Taking a history may seem simple, but it requires broad medical knowledge. Master clinicians alter their history taking in response to the patient’s answers, their body language and observation. As one performs the physical exam, more questions occur to the clinician.
The history does not end with the admission. As one collects laboratory results, imaging studies, and clinical changes, more questions become relevant. History
taking represents an ongoing activity, designed to help both the diagnostic and therapeutic process.
How does one become better at history taking? First, you must take many histories. You must critique yourself as more information becomes available. Second, you must think about the process of history taking.
Dr. Wes bemoans what it has become with the help of the electronic medical record (EMR):
The EMR has become not only the administrators' friend, but the proceduralists' as well. Thanks to text-generating "macros" (sometimes called "dot-phrases") the burden of the pre-op history and physical has been all but erased. If a patient has one cataract done thirty-two days ago (outside JCAHO's 30-day requirement), well then, no problem, just hit a few "dot-phrases" and presto! Away we go! "Dot phrases" can load up an empty history and physical form faster than you can say "operation."

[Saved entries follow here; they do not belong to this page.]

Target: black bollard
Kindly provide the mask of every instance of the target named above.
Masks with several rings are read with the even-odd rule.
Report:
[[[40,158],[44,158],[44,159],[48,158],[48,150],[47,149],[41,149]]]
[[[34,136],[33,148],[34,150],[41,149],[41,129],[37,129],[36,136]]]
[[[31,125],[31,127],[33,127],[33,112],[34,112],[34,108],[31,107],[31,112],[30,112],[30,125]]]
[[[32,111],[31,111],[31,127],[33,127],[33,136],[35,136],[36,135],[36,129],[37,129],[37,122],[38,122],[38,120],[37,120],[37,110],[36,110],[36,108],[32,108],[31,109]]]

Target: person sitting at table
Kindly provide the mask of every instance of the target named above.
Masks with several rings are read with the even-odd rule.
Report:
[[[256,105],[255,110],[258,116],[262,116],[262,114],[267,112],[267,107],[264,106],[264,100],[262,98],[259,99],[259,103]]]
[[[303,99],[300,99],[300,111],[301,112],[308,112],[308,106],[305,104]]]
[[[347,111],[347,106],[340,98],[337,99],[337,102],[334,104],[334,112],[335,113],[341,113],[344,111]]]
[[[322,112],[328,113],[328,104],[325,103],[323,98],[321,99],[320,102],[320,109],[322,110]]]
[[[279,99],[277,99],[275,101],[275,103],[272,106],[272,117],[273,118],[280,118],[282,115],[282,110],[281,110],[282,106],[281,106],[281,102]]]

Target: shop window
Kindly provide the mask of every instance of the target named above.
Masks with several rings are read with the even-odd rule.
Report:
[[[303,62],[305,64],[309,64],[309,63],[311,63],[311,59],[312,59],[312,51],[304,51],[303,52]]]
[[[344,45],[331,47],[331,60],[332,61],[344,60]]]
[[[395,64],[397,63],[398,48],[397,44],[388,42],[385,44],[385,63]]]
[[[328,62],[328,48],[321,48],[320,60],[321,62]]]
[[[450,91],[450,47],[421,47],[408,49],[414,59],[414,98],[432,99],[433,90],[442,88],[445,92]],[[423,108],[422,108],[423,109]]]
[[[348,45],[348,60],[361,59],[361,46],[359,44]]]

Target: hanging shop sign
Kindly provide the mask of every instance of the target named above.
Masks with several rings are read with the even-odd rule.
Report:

A speaker extolling the benefits of the EMR once said that some conditions are so similar from patient to patient that one can often generate the entire H&P with just a few key strokes and little if any editing. It was an amazing demonstration but really, really sad.
The whole thing, of course, is driven by economics. The less time you have to spend on the H&P the more patients you can see, the more procedures you can do and up goes productivity.
Sooner or later we’ll all adopt the EMR. After all, it’s what everybody (except for physicians in the trenches) says will fix the patient safety problem. We’ll take advantage of its efficiencies but real effort will be needed to save the dying art of bedside diagnosis.